For example, the list below is the largest cities without a single major university campus (in this case not larger than 15,000):
Phoenix - ASU-Downtown (6,595)
Dallas - SMU (10,938)
Fort Worth - TCU (9,142)
Nashville - Vanderbilt (12,714)
Oklahoma City - OSU-OKC (5,824)
Colorado Springs - UCCS (9,745)
Omaha - Nebraska-Omaha (14,665)
Tulsa - Tulsa (4,185)
Oakland - Holy Names (1,164)
Wichita - Wichita State (14,577)
New Orleans - New Orleans (11,276)
I closer look might show that your proving our point... concentrating on significant schools:
Phoenix - Arizona State is directly across the river and has 83,000 kids enrolled.

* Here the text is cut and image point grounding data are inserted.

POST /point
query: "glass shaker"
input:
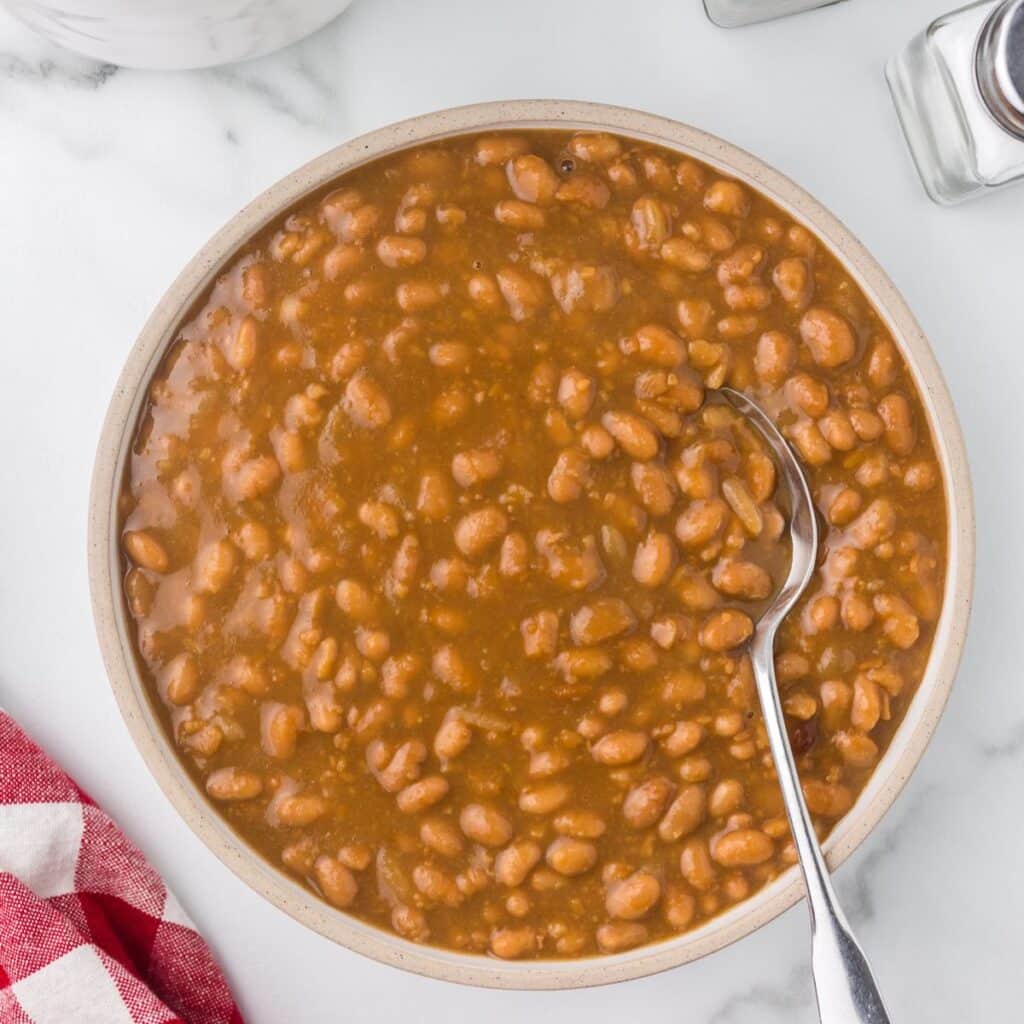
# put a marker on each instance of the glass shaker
(958, 89)
(733, 13)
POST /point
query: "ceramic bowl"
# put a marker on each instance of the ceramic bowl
(174, 34)
(893, 770)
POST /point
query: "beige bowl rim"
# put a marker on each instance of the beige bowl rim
(910, 739)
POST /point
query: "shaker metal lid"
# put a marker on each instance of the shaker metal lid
(999, 65)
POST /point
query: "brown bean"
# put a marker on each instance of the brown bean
(620, 748)
(899, 426)
(725, 630)
(570, 856)
(515, 862)
(633, 433)
(145, 550)
(511, 943)
(745, 580)
(336, 882)
(601, 620)
(421, 795)
(233, 783)
(653, 560)
(475, 466)
(580, 824)
(633, 897)
(828, 337)
(742, 848)
(685, 813)
(478, 530)
(644, 804)
(484, 824)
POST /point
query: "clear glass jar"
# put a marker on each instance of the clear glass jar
(958, 89)
(733, 13)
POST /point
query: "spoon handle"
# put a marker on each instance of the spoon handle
(844, 984)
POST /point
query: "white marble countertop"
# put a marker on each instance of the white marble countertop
(111, 179)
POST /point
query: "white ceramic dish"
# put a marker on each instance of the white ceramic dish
(892, 772)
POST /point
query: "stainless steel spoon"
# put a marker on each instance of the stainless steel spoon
(843, 981)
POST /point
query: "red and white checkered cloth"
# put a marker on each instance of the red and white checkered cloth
(88, 932)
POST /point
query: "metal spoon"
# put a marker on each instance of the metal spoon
(843, 981)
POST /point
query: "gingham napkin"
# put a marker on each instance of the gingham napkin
(88, 932)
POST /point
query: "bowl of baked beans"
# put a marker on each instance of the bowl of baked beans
(424, 557)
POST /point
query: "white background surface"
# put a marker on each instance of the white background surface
(111, 179)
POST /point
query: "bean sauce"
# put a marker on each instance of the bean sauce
(443, 557)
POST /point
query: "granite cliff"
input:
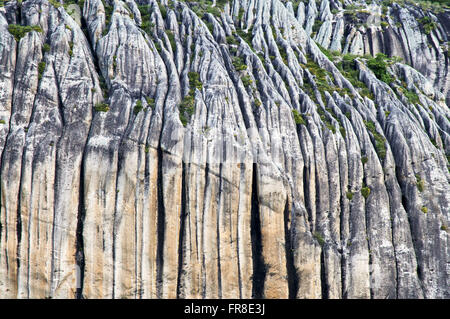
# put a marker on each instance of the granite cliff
(224, 149)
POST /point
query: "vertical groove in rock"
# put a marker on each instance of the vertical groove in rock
(182, 230)
(259, 268)
(160, 226)
(352, 204)
(291, 273)
(79, 236)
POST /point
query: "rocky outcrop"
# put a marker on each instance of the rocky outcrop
(239, 149)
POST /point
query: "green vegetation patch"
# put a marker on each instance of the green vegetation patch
(298, 118)
(187, 105)
(349, 195)
(239, 64)
(138, 107)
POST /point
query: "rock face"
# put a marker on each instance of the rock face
(231, 149)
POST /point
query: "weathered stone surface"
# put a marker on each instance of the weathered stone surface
(155, 149)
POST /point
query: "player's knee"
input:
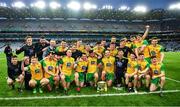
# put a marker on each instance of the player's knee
(32, 83)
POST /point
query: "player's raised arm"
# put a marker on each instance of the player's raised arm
(146, 32)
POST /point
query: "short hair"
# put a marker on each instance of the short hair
(27, 37)
(14, 56)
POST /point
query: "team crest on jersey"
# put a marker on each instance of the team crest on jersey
(93, 62)
(37, 70)
(128, 65)
(153, 53)
(50, 68)
(84, 67)
(119, 64)
(108, 64)
(68, 64)
(155, 71)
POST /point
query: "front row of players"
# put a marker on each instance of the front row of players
(53, 71)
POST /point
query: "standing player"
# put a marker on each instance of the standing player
(143, 73)
(36, 71)
(108, 68)
(120, 67)
(156, 50)
(131, 74)
(157, 72)
(15, 73)
(51, 73)
(66, 67)
(92, 74)
(81, 67)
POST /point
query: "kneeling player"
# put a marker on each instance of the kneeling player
(92, 75)
(36, 71)
(108, 68)
(81, 67)
(50, 66)
(143, 73)
(66, 67)
(131, 74)
(15, 73)
(158, 74)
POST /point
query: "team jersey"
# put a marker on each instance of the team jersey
(142, 65)
(67, 65)
(108, 64)
(92, 65)
(113, 52)
(61, 49)
(131, 66)
(36, 71)
(156, 69)
(81, 48)
(51, 66)
(99, 50)
(145, 51)
(155, 51)
(81, 66)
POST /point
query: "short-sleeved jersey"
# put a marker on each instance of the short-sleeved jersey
(81, 66)
(108, 64)
(113, 52)
(142, 65)
(157, 69)
(67, 65)
(92, 64)
(155, 51)
(131, 66)
(145, 51)
(51, 66)
(61, 49)
(99, 50)
(36, 71)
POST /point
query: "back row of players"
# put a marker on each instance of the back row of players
(135, 61)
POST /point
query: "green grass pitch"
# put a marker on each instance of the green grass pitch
(172, 63)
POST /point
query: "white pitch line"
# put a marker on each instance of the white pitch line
(172, 80)
(84, 96)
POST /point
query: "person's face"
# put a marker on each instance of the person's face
(33, 60)
(132, 56)
(69, 53)
(92, 54)
(42, 41)
(113, 39)
(26, 60)
(52, 43)
(84, 57)
(141, 57)
(14, 61)
(107, 53)
(154, 60)
(154, 42)
(122, 43)
(29, 41)
(112, 46)
(103, 43)
(120, 53)
(139, 38)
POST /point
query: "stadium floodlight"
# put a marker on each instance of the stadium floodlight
(54, 5)
(174, 6)
(3, 5)
(39, 4)
(124, 8)
(88, 6)
(109, 7)
(18, 4)
(140, 9)
(74, 5)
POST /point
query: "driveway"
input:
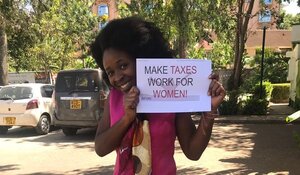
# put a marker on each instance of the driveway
(233, 149)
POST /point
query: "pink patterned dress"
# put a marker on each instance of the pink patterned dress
(163, 135)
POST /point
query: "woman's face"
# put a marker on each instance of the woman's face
(120, 69)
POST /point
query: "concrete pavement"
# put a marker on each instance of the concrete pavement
(276, 114)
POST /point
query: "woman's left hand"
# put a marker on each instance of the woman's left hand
(216, 91)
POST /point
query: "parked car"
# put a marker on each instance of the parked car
(79, 97)
(28, 104)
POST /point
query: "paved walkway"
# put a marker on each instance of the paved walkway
(277, 112)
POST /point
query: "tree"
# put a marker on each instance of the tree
(184, 22)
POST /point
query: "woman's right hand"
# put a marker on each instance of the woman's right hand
(131, 100)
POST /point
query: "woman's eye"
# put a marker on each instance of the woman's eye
(123, 66)
(109, 74)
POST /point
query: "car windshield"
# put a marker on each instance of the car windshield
(77, 82)
(15, 93)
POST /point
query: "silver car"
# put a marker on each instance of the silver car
(79, 99)
(28, 104)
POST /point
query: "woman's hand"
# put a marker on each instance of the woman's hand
(216, 91)
(131, 100)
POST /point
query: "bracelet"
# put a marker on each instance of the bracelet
(210, 115)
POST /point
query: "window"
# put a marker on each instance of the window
(47, 91)
(102, 10)
(267, 2)
(265, 16)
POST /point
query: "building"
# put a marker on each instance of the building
(294, 67)
(278, 40)
(106, 10)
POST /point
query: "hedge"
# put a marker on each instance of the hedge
(280, 93)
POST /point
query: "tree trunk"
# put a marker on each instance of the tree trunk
(3, 57)
(242, 27)
(181, 10)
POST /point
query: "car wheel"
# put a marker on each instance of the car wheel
(3, 129)
(43, 127)
(70, 131)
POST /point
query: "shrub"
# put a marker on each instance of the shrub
(280, 92)
(266, 91)
(255, 106)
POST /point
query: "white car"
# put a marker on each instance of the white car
(28, 104)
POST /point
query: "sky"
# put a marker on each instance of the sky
(291, 8)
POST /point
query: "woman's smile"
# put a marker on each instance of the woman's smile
(120, 69)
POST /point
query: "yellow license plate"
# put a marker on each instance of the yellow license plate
(75, 104)
(10, 120)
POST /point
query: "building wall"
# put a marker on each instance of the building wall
(294, 63)
(254, 23)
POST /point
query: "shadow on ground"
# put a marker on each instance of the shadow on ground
(273, 149)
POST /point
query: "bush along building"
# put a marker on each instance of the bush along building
(294, 68)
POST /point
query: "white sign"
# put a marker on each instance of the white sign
(173, 85)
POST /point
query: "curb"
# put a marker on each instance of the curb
(252, 119)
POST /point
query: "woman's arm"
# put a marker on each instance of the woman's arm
(109, 138)
(193, 141)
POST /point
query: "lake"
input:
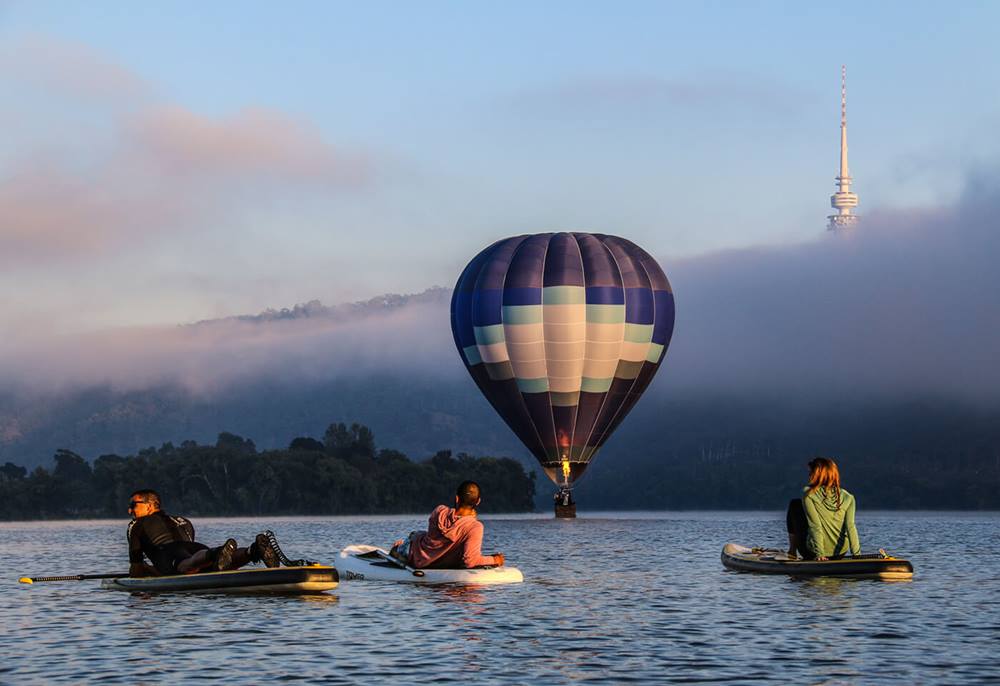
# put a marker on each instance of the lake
(607, 598)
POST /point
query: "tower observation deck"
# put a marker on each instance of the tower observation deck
(844, 201)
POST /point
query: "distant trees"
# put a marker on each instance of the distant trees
(343, 474)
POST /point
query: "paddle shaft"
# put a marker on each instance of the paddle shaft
(399, 563)
(74, 577)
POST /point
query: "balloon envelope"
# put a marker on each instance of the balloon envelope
(562, 332)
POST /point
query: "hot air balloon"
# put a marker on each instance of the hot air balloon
(562, 332)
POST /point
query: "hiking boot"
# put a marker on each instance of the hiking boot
(261, 550)
(224, 555)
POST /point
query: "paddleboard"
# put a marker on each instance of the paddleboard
(369, 563)
(287, 580)
(768, 561)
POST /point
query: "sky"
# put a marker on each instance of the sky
(165, 163)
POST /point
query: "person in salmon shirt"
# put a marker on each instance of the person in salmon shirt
(454, 536)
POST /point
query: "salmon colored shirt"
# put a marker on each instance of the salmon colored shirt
(450, 542)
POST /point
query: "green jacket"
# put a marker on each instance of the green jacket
(831, 529)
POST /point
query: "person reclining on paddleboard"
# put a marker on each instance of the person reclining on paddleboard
(168, 542)
(454, 537)
(821, 523)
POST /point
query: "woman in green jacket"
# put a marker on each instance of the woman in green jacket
(821, 523)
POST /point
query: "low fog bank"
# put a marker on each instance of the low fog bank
(213, 357)
(905, 306)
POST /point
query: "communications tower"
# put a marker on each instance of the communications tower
(844, 201)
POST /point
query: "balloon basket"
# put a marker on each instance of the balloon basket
(566, 511)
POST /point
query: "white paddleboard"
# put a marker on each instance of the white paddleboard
(368, 563)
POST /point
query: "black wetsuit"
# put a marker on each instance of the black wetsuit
(165, 540)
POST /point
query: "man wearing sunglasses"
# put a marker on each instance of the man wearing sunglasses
(168, 543)
(454, 537)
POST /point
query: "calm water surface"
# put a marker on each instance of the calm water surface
(607, 598)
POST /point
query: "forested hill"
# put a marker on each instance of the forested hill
(342, 474)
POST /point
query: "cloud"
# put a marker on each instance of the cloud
(71, 69)
(711, 91)
(254, 142)
(134, 168)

Dallas - as you pointed out, there are several excellent medium sized Universities (TCU & SMU), there is also UT-Dallas with 23k, and U North Texas in Denton with 30+k. And Ft. Worth is metro Dallas.
Nashville - Vanderbilt (13k) as mention, also Tenn State (10k), Bellmont (7.5k), and in the metro area there is also Middle Tennessee State (go Hilltoppers!) with 20k+ kids. as well as U Nashville, Bellmont and Fisk being in town. So what, 60k college kids within 20 miles?
Oklahoma City - In the metro area you also have University of Central Oklahoma with 17k kids, University of Oklahoma with ~ 30k kids, in addition to OCU and other smaller colleges.
Colorado Springs - UCCS, you also have the Air Force Academy! As well as two military bases and the US Olympic training center (which takes a lot away from the need for a
medium city [metro about half of Tulsa metro] to have more than 2 sizable Universities)...but there are also several small (<4k) elite colleges including Colorado Tech.
Omaha - Nebraska-Omaha (14,665) as well as Creighton (8k), and the University of Nebraska is less than 20 miles away.
Oakland - It physically borders UC-Berekely with 39,000 kids, the border of the University is the City limits of Oakland. It is also in a metro area with Stanford, UC San Francisco, US Santa Barbara, City College of San Fran, Cal State, St. Mary's, UC Santa Clara, Cal State East Bay - more than 100k students just at the large state schools within 25 miles of Oakland.
Wichita - Wichita State (14,577), I count that as a major State University. Kansas has 2 flagships, on major, and four minor universities (Pittsburgh, Emporia, Washburm and Ft. Hayes being the minor schools). I'd consider Northern Iowa, Missouri State, etc. to be major universities even though they aren't a flagship school. The MSA is ~400k less than the Tulsa MSA and they have a major State University.
New Orleans - New Orleans (11,276), Tulane (11k), Layola (4.5), Xavier (3.5k)...
Tulsa - Tulsa (4,185), also has Rogers State (4K), NSU (1k), ORU (3.2k), OSU-Tulsa (2.8k), OU-Tulsa (1k)...
Notice a pattern - the cities you listed all have one or two colleges of significant size in their immediate metro as well as small colleges. Tulsa just has a mashup of minor players. If Tulsa had a major university in Sand Springs or Wagner...I don't think we'd be having this discussion. No one in St. Paul is saying they need a new State School because U Minnesota is in Minneapolis. It is equally ridiculously to say OKC doesn't have University with UCO and OU on their borders.